Empathy with strangers can be learned

Posted on December 23, 2015

Photo source: Flickr

Conflicts between people from different nationalities and cultures often stem from a lack of empathy or compassion for “the stranger”. More empathy for members of other groups could thus encourage peaceful coexistence. A study conducted by the University of Zurich examined whether empathy with strangers can be learned and how positive experiences with others influence empathic brain responses.

Surprising behaviour influences learning
The researchers measured brain activation in participants who had had positive experiences with a member of their own group (in-group member) or another group (out-group member). During the test, the participants expected to receive painful shocks to the backs of their hands. However, they also discovered that a member of their own or another group could pay money to spare them pain. The brain activation while observing pain in a person from one’s own or another group was recorded before and after these experiences.
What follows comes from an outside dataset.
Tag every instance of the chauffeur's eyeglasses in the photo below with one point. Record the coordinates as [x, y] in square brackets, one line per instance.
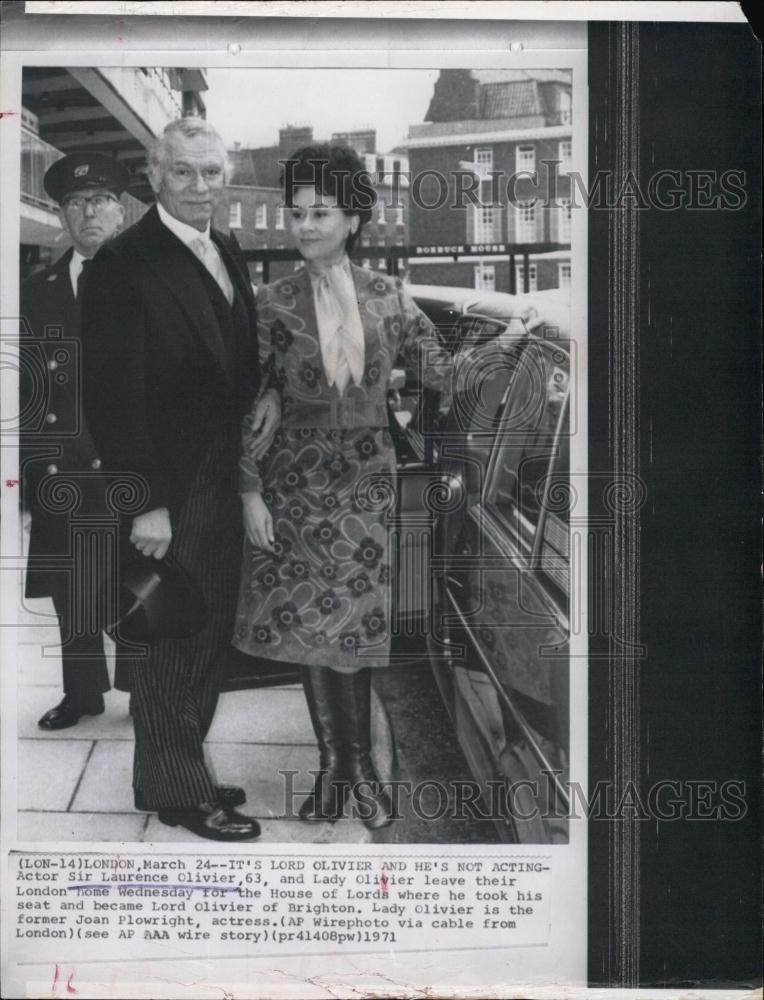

At the beginning of the study, the stranger’s pain triggered a weaker brain activation in the participant than if a member of his or her own group was affected. However, only a handful of positive experiences with someone from the stranger’s group led to a significant increase in empathic brain responses if pain was inflicted on a different person from the out-group. The stronger the positive experience with the stranger was, the greater was the increase in neuronal empathy.

The increased empathic brain response for the out-group is driven by a neuronal learning signal that develops through surprisingly positive experiences with a stranger. “These results reveal that positive experiences with a stranger are transferred to other members of this group and increase the empathy for them,” says Hein.